When I woke at sunrise, Rory was kindling the fire, with the inseparable Mary squatted beside him in her nightgown. After putting on the kettle, he dressed the little girl, and helped her to wash her face. By this time, I was about; and Mary brought me a blank form, which I had dropped and overlooked the night before.

"Keep it till you learn to write, dear," said I.

"She ken write now," remarked Rory, with subdued exultation. "Here, jewel," he continued, handing her a pencil from the mantelpiece—"write yer name nately on that paper, fur Misther Collins till see."

The child, tremulous with an ecstatic sense of responsibility, bent over her paper on the table for a full minute, then diffidently pushed it across to me; and I read, in strong Roman capitals, the inscription, MRAY, with the M containing an extra angle—being, so to speak, a letter and a half.

"Ye're wake in spellin', honey," remarked her father merrily; "an' the M's got an exthry knuckle on it."

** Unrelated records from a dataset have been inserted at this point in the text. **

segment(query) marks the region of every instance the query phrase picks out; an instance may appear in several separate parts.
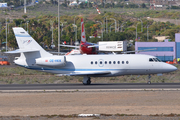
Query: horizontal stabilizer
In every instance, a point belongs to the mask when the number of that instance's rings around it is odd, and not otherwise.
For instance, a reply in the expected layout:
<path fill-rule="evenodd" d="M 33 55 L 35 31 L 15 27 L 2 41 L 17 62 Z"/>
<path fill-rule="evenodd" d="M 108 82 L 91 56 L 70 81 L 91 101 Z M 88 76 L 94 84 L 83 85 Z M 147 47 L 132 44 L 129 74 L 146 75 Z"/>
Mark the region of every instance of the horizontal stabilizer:
<path fill-rule="evenodd" d="M 110 71 L 101 71 L 101 72 L 75 72 L 70 74 L 57 74 L 56 76 L 93 76 L 93 75 L 106 75 L 110 74 Z"/>
<path fill-rule="evenodd" d="M 14 51 L 8 51 L 8 52 L 5 52 L 5 53 L 25 53 L 25 52 L 37 52 L 39 50 L 28 50 L 28 49 L 17 49 L 17 50 L 14 50 Z"/>

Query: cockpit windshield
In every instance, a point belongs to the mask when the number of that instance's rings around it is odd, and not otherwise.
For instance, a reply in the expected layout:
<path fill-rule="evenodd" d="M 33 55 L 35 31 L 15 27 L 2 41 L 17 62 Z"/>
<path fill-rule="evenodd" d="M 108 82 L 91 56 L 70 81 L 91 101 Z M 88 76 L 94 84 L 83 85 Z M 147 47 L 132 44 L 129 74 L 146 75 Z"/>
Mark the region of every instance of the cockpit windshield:
<path fill-rule="evenodd" d="M 162 62 L 159 58 L 149 58 L 149 62 Z"/>

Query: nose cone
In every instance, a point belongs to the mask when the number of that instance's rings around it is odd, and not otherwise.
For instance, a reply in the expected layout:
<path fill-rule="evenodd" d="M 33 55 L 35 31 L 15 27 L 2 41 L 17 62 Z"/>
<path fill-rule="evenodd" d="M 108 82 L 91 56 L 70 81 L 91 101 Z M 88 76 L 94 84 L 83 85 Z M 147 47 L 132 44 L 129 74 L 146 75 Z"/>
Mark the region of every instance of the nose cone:
<path fill-rule="evenodd" d="M 176 71 L 177 70 L 177 67 L 175 67 L 173 65 L 170 65 L 170 64 L 167 64 L 167 63 L 163 66 L 163 68 L 164 68 L 164 70 L 166 72 L 172 72 L 172 71 Z"/>

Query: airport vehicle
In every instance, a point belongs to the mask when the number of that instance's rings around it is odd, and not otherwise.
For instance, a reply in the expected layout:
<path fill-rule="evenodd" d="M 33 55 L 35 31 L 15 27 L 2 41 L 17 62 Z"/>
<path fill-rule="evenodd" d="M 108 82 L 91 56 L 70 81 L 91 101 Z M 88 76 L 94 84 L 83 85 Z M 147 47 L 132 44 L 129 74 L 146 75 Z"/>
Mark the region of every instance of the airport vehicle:
<path fill-rule="evenodd" d="M 61 46 L 79 49 L 81 54 L 97 54 L 97 51 L 98 51 L 97 50 L 97 47 L 98 47 L 97 44 L 89 43 L 86 41 L 83 18 L 81 18 L 81 43 L 80 43 L 80 45 L 79 46 L 73 46 L 73 45 L 62 45 L 61 44 Z"/>
<path fill-rule="evenodd" d="M 20 53 L 16 65 L 58 76 L 83 76 L 83 84 L 91 84 L 90 77 L 160 74 L 177 70 L 158 58 L 141 54 L 52 55 L 45 51 L 23 28 L 13 28 Z M 151 84 L 150 79 L 148 84 Z"/>
<path fill-rule="evenodd" d="M 0 56 L 0 65 L 10 65 L 10 63 L 8 62 L 7 57 Z"/>

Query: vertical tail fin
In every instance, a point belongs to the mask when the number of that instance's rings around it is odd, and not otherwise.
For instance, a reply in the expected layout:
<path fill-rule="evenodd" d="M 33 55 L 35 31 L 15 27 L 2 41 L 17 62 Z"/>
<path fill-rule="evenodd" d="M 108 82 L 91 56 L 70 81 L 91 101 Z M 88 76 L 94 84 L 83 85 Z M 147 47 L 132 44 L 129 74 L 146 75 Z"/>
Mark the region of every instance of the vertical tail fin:
<path fill-rule="evenodd" d="M 81 18 L 81 42 L 86 42 L 86 35 L 85 35 L 83 18 Z"/>

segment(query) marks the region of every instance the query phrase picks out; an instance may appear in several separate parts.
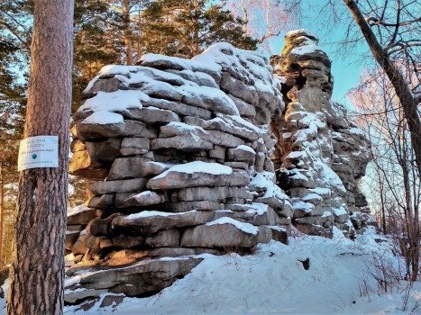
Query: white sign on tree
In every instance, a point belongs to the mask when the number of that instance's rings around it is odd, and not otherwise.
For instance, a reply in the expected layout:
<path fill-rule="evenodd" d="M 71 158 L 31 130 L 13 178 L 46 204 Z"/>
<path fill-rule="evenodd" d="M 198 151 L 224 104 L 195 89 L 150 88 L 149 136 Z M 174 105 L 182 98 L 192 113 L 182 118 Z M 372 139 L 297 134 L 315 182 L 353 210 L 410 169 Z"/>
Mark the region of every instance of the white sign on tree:
<path fill-rule="evenodd" d="M 59 167 L 59 137 L 36 136 L 21 141 L 18 171 L 28 168 Z"/>

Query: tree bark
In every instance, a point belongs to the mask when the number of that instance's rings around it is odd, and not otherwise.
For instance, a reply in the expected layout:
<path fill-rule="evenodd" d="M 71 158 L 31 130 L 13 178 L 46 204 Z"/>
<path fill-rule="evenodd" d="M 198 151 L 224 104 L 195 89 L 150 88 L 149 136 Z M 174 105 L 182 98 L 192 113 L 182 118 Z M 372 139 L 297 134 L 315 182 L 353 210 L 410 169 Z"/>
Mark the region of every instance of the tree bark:
<path fill-rule="evenodd" d="M 62 314 L 73 0 L 35 0 L 23 138 L 59 137 L 59 167 L 21 172 L 8 314 Z"/>
<path fill-rule="evenodd" d="M 124 17 L 124 44 L 125 44 L 125 56 L 127 66 L 133 65 L 133 50 L 132 45 L 132 39 L 130 38 L 130 6 L 129 0 L 123 0 L 123 14 Z"/>
<path fill-rule="evenodd" d="M 416 156 L 416 167 L 418 175 L 421 176 L 421 120 L 417 111 L 418 101 L 411 93 L 409 86 L 406 82 L 402 73 L 389 58 L 388 55 L 381 48 L 376 39 L 376 35 L 365 21 L 364 16 L 358 8 L 355 1 L 343 0 L 343 2 L 352 14 L 354 21 L 360 27 L 362 35 L 364 35 L 374 58 L 384 70 L 395 88 L 397 96 L 399 99 L 404 111 L 404 117 L 407 122 L 408 130 L 411 134 L 411 143 Z"/>
<path fill-rule="evenodd" d="M 1 185 L 1 197 L 0 197 L 0 203 L 1 203 L 1 210 L 0 210 L 0 271 L 3 270 L 3 243 L 4 243 L 4 231 L 3 227 L 5 225 L 4 219 L 5 219 L 5 175 L 3 170 L 3 158 L 0 158 L 0 185 Z"/>

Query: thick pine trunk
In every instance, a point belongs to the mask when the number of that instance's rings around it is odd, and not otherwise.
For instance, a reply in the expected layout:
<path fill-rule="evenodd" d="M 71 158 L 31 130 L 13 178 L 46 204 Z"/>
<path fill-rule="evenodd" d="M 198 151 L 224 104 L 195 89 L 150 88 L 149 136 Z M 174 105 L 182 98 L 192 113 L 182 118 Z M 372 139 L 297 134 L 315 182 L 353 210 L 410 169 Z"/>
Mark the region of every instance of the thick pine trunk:
<path fill-rule="evenodd" d="M 0 191 L 0 271 L 3 270 L 3 262 L 4 256 L 3 256 L 3 243 L 5 242 L 5 238 L 4 238 L 4 230 L 3 230 L 3 226 L 5 225 L 4 219 L 5 219 L 5 175 L 4 175 L 4 170 L 3 170 L 3 158 L 0 158 L 0 185 L 1 185 L 1 191 Z"/>
<path fill-rule="evenodd" d="M 24 138 L 59 136 L 59 167 L 21 172 L 8 314 L 61 314 L 73 0 L 35 0 Z"/>
<path fill-rule="evenodd" d="M 404 111 L 404 117 L 407 120 L 409 132 L 411 134 L 411 143 L 416 156 L 418 175 L 421 176 L 421 119 L 417 111 L 417 100 L 414 97 L 406 82 L 402 73 L 397 66 L 388 58 L 364 16 L 358 8 L 354 0 L 343 0 L 346 6 L 352 14 L 353 19 L 360 27 L 362 35 L 374 56 L 374 58 L 388 76 L 398 98 L 400 101 Z"/>

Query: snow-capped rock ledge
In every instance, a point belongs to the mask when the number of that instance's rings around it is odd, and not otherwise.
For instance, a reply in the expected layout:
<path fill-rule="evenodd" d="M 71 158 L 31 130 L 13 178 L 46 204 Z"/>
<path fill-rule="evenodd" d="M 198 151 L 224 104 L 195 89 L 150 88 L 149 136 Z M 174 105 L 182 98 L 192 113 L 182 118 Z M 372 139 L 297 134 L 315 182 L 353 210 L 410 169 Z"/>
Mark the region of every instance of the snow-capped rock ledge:
<path fill-rule="evenodd" d="M 69 274 L 103 266 L 105 279 L 124 282 L 122 264 L 148 269 L 161 257 L 288 242 L 292 205 L 275 183 L 270 130 L 285 106 L 262 55 L 224 43 L 191 60 L 145 55 L 139 66 L 103 68 L 85 97 L 69 168 L 95 182 L 88 208 L 74 212 L 90 216 L 68 228 L 67 249 L 83 260 Z M 196 266 L 171 264 L 160 286 L 83 280 L 68 286 L 68 302 L 151 294 Z"/>
<path fill-rule="evenodd" d="M 92 197 L 69 213 L 78 264 L 68 302 L 153 294 L 199 263 L 191 256 L 288 244 L 291 220 L 308 234 L 353 233 L 365 140 L 329 101 L 317 39 L 300 30 L 286 42 L 272 58 L 283 76 L 258 52 L 219 43 L 191 60 L 106 66 L 89 83 L 69 170 L 92 181 Z"/>
<path fill-rule="evenodd" d="M 331 101 L 331 60 L 317 43 L 306 30 L 290 32 L 281 54 L 270 58 L 275 75 L 285 78 L 284 99 L 290 101 L 272 121 L 279 139 L 273 161 L 278 184 L 291 198 L 297 229 L 330 236 L 336 226 L 352 237 L 362 224 L 355 219 L 360 216 L 350 220 L 349 214 L 367 206 L 357 181 L 370 155 L 362 131 L 342 104 Z"/>

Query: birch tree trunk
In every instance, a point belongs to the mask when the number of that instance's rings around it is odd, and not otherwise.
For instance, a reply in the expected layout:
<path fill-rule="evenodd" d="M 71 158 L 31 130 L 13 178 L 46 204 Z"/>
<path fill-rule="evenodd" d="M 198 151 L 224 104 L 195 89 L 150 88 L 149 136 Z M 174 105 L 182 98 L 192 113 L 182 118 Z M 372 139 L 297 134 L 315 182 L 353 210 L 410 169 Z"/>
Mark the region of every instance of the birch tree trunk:
<path fill-rule="evenodd" d="M 35 0 L 23 138 L 59 136 L 59 167 L 21 172 L 8 314 L 61 314 L 73 0 Z"/>

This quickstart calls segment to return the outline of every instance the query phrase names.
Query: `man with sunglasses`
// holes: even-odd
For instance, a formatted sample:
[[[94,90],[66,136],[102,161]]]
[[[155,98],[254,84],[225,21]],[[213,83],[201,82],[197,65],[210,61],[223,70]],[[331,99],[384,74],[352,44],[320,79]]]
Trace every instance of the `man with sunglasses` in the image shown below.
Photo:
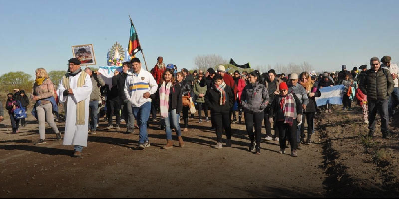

"It's right enough," I interposed. "Could n't be better. Now, Mary, I'll keep this paper, and show it to you again when you're a great scholar and a great poetess. See if I don't."

The entrance of Mrs. O'Halloran cut short this nonsense; and Rory went out to milk the goats, accompanied, of course, by Mary.

After breakfast, we took our bridles and went out toward where the five horses were feeding together, the inevitable child pattering along by Rory's side.

"You have a lot to be thankful for," I remarked.